In 1996, 30 firms announced U.S. layoffs of between 2,800 and 48,640 workers. Our analysis of these leading job-cutters reveals that their top executives, for the most part, were handsomely rewarded for wielding the axe.


1. Layoff Leaders Get Massive Compensation Hike
In 1996, the layoff leaders enjoyed an average increase in total direct compensation (including salary, bonus, and long-term compensation) of 67.3 percent--far above the average increase of 54 percent for executives at the top 365 U.S. firms. Most of the job-cutters' increased earnings came in the form of gains from stock options, reflecting the continued trend on Wall Street to reward downsizers. In salary and bonuses, the layoff leaders received a 22 percent raise, which placed them far ahead of the average U.S. worker, who earned only a 3 percent raise in wages in 1996.

2. Enormous Wage Gap at Job-Cutting Firms
Of the 12 top job-cutting companies for which data were available, the average gap between the top executive's salary and bonus (not including stock options) and the wage of the lowest-paid full-time worker was 178 to 1.

3. Efforts to Control Excessive Pay are Gaining Strength
A national coalition of community, labor, and business organizations is working to eliminate the massive loophole that presently allows corporations to deduct excessive salaries from their taxes.

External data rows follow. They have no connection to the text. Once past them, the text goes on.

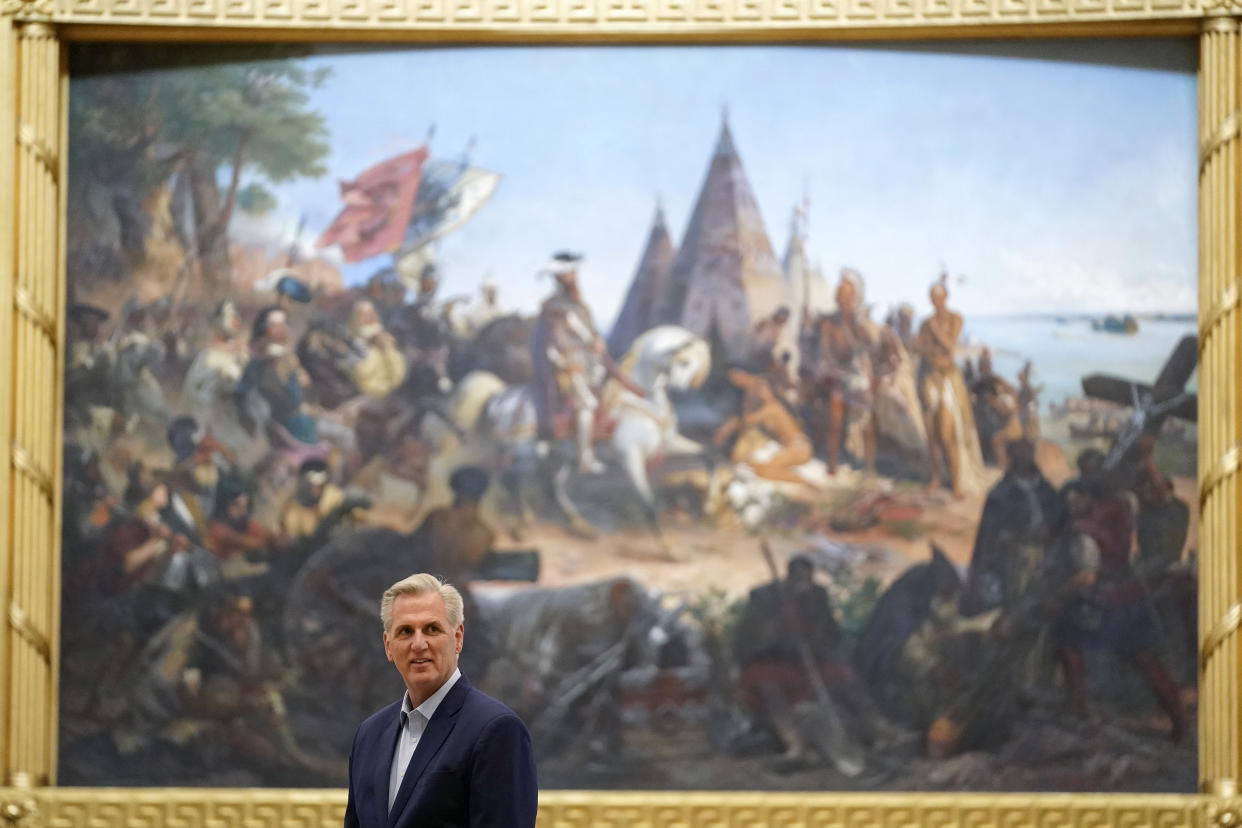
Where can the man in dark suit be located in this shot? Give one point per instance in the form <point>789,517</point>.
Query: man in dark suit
<point>446,754</point>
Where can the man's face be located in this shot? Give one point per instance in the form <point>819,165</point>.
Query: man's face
<point>847,299</point>
<point>421,644</point>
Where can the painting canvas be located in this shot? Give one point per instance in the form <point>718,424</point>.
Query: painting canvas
<point>793,417</point>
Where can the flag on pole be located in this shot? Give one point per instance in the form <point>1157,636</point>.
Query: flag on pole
<point>378,207</point>
<point>450,195</point>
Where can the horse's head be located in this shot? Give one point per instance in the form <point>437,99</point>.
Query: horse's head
<point>689,364</point>
<point>671,355</point>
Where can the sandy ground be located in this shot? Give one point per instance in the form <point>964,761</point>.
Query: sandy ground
<point>720,554</point>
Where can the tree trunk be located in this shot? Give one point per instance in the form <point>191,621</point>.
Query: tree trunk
<point>213,238</point>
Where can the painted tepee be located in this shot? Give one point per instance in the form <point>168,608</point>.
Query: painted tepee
<point>725,272</point>
<point>639,312</point>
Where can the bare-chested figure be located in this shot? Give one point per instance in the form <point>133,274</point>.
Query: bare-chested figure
<point>951,435</point>
<point>764,421</point>
<point>845,371</point>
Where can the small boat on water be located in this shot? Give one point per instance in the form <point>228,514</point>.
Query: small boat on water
<point>1112,324</point>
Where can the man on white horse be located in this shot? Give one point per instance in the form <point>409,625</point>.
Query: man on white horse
<point>568,363</point>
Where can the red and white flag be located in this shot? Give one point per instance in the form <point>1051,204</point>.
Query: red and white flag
<point>378,207</point>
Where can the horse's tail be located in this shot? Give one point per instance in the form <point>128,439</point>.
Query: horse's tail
<point>471,397</point>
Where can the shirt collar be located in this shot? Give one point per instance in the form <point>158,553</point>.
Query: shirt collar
<point>429,708</point>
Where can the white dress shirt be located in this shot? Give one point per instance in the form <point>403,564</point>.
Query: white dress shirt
<point>414,721</point>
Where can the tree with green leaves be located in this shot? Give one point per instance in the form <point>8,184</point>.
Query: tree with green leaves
<point>200,129</point>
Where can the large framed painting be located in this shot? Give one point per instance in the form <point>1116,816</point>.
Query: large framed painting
<point>819,432</point>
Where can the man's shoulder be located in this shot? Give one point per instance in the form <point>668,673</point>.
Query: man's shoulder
<point>481,705</point>
<point>381,718</point>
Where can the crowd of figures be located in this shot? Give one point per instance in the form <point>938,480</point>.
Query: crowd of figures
<point>1055,577</point>
<point>241,486</point>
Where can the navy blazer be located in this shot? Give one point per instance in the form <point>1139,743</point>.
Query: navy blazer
<point>473,766</point>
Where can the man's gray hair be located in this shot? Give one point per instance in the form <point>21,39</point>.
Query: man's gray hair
<point>421,584</point>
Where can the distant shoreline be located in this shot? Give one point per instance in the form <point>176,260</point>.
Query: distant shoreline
<point>1078,315</point>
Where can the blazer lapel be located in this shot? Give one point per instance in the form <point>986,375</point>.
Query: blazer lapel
<point>429,744</point>
<point>384,766</point>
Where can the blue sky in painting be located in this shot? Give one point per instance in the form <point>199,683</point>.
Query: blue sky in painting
<point>1050,185</point>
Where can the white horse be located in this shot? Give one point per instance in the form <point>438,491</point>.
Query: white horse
<point>662,359</point>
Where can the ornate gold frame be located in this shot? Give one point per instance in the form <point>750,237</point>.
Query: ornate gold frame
<point>32,164</point>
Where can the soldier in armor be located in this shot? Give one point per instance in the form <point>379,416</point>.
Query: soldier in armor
<point>845,370</point>
<point>566,351</point>
<point>90,366</point>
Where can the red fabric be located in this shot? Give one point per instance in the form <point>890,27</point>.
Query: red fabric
<point>790,679</point>
<point>123,539</point>
<point>226,541</point>
<point>1109,524</point>
<point>378,207</point>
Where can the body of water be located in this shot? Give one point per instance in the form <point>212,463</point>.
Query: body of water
<point>1065,351</point>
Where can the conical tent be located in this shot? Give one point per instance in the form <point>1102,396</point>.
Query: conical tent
<point>639,312</point>
<point>725,270</point>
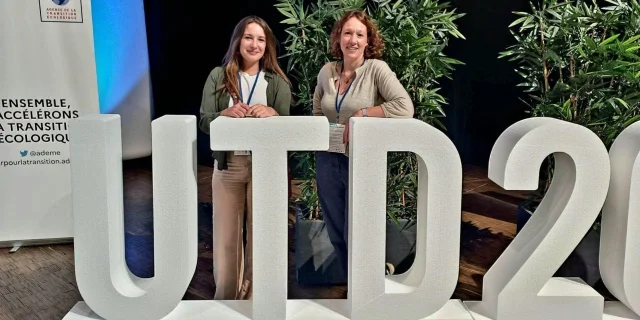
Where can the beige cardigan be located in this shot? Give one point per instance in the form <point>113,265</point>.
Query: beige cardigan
<point>375,85</point>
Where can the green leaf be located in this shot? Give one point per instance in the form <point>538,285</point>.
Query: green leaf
<point>518,21</point>
<point>630,40</point>
<point>630,121</point>
<point>609,40</point>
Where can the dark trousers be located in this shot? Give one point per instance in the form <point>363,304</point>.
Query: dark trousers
<point>332,177</point>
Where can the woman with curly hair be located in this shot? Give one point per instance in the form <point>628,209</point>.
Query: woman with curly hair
<point>357,85</point>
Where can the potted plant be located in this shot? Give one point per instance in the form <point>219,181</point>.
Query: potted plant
<point>415,33</point>
<point>579,63</point>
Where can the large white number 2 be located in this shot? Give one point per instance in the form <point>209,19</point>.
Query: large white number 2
<point>620,238</point>
<point>520,285</point>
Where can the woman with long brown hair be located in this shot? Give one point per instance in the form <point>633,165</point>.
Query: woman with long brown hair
<point>250,83</point>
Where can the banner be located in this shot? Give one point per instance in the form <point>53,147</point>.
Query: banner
<point>47,76</point>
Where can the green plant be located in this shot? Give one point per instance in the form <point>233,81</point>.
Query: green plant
<point>580,63</point>
<point>415,33</point>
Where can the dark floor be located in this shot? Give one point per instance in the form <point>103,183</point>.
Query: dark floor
<point>38,282</point>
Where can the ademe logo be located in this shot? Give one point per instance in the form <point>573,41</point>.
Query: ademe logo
<point>69,11</point>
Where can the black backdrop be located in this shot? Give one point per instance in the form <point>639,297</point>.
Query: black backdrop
<point>187,39</point>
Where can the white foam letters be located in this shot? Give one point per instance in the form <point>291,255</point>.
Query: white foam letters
<point>520,285</point>
<point>104,280</point>
<point>425,288</point>
<point>620,238</point>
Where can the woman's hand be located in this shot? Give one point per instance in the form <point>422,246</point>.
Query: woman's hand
<point>238,110</point>
<point>345,136</point>
<point>262,111</point>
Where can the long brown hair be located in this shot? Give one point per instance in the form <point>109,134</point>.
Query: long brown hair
<point>233,60</point>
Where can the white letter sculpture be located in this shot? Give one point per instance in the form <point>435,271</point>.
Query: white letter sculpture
<point>423,292</point>
<point>520,285</point>
<point>620,236</point>
<point>107,286</point>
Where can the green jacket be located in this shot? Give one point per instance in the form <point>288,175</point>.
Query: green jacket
<point>214,100</point>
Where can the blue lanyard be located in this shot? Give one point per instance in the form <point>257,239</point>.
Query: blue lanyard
<point>254,86</point>
<point>339,105</point>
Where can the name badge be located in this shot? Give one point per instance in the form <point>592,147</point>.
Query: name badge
<point>336,134</point>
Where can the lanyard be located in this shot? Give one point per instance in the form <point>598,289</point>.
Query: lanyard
<point>339,105</point>
<point>254,86</point>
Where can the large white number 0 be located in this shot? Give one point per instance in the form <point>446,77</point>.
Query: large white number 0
<point>520,285</point>
<point>620,238</point>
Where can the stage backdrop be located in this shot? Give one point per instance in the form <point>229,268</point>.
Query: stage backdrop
<point>47,76</point>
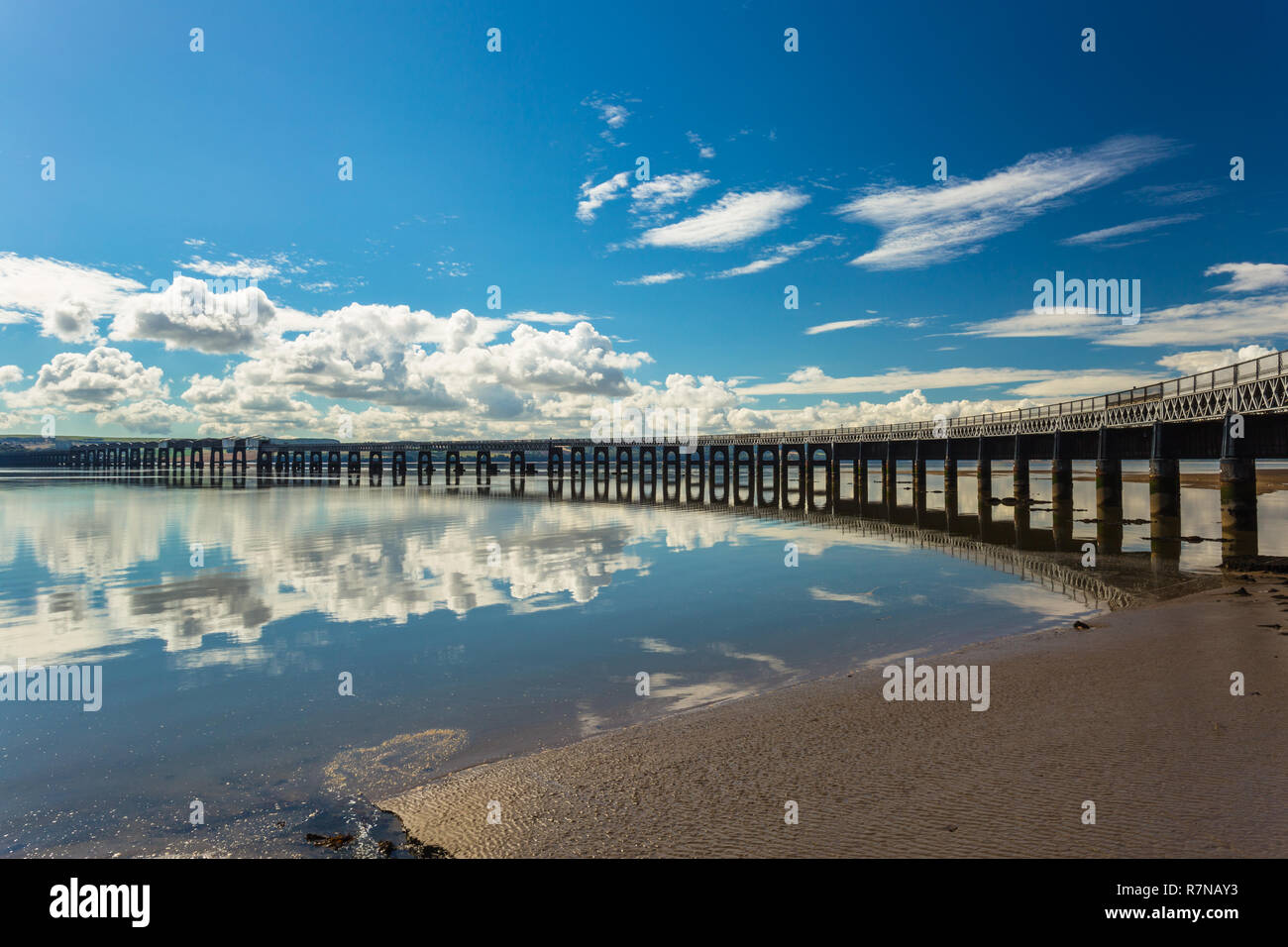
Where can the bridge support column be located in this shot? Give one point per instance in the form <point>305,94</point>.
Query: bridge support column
<point>1061,496</point>
<point>890,479</point>
<point>785,474</point>
<point>696,460</point>
<point>1109,496</point>
<point>578,471</point>
<point>1237,480</point>
<point>828,478</point>
<point>777,471</point>
<point>984,489</point>
<point>720,451</point>
<point>741,451</point>
<point>951,505</point>
<point>625,474</point>
<point>648,482</point>
<point>670,464</point>
<point>918,476</point>
<point>599,472</point>
<point>1164,505</point>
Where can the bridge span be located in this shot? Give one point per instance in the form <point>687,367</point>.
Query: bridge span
<point>1234,415</point>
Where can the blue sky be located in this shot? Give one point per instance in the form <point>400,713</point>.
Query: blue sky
<point>518,169</point>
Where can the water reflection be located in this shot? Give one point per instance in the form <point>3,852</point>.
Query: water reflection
<point>477,622</point>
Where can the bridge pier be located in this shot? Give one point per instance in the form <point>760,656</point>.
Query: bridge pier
<point>599,472</point>
<point>918,476</point>
<point>670,474</point>
<point>739,454</point>
<point>1164,504</point>
<point>722,467</point>
<point>774,453</point>
<point>1237,478</point>
<point>1109,495</point>
<point>791,458</point>
<point>625,474</point>
<point>984,489</point>
<point>951,504</point>
<point>695,462</point>
<point>811,468</point>
<point>578,472</point>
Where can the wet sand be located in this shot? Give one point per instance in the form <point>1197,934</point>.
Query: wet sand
<point>1133,714</point>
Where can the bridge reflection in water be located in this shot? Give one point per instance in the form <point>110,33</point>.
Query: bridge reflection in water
<point>859,500</point>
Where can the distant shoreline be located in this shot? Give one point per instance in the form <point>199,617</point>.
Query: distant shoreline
<point>1133,714</point>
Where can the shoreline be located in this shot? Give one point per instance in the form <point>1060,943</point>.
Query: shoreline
<point>1133,714</point>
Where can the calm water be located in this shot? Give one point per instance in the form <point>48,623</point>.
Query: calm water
<point>475,625</point>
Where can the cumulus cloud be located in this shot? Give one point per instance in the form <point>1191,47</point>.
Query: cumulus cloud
<point>89,381</point>
<point>1207,360</point>
<point>1026,381</point>
<point>923,226</point>
<point>734,218</point>
<point>188,315</point>
<point>653,278</point>
<point>64,298</point>
<point>151,416</point>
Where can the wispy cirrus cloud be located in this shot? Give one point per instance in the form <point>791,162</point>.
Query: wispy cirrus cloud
<point>595,196</point>
<point>777,256</point>
<point>1029,381</point>
<point>1257,316</point>
<point>1250,277</point>
<point>1127,230</point>
<point>734,218</point>
<point>925,226</point>
<point>653,196</point>
<point>844,324</point>
<point>653,278</point>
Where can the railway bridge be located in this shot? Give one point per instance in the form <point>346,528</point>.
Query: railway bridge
<point>1234,415</point>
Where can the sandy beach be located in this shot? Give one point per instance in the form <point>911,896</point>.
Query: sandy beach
<point>1133,714</point>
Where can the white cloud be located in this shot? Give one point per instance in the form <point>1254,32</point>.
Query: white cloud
<point>1127,230</point>
<point>1250,277</point>
<point>1028,381</point>
<point>703,149</point>
<point>845,324</point>
<point>653,278</point>
<point>923,226</point>
<point>652,196</point>
<point>64,298</point>
<point>595,196</point>
<point>733,219</point>
<point>89,381</point>
<point>1196,363</point>
<point>777,256</point>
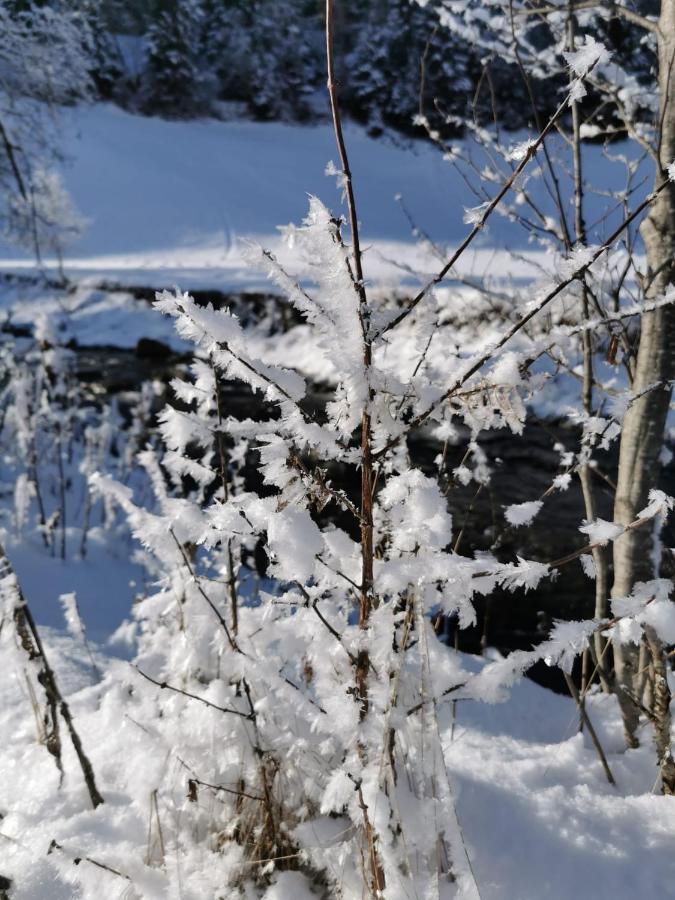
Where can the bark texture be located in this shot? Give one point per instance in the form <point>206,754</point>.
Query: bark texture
<point>643,427</point>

One proposed law, the Income Equity Act (H.R. 687), would prohibit corporate tax deductions on salary and bonuses that exceed 25 times the wage of a firm's lowest-paid full-time worker. This "CEO Subsidy" costs U.S. taxpayers billions. Capping the deduction for only the top two executives at the 365 U.S. firms surveyed in Business Week would generate over $514 million in increased revenue.

Executive Summary | Efforts to Close the Wage Gap | Corporate Self-Regulation | Government Policy | Investor Activism

Efforts to Close the Wage Gap

Corporate spokespersons are quick to argue that multi-million dollar compensation packages are good for business because they give top brass incentives to perform. Yet, at what point does the widening canyon between the rich and everybody else become so large that our social fabric starts to fray?

A growing number of business leaders are expressing alarm. Abraham Zaleznik, a retired Harvard Business School professor who heads or serves on compensation committees for four companies told The Wall Street Journal, "There is unease and disquiet and a sense of concern [about] when enough is enough. At some level, pay levels are obscene." (1)

It is interesting to note that other industrialized nations have significantly smaller income gaps between top and bottom, even though they are operating in the same global economy as the United States. Most European and Asian nations manage to hold pay ratios between top and average workers to less than 30 to one. (2)

This section describes an array of public and private policies that have been proposed to close the gap between top executives and those who work for them.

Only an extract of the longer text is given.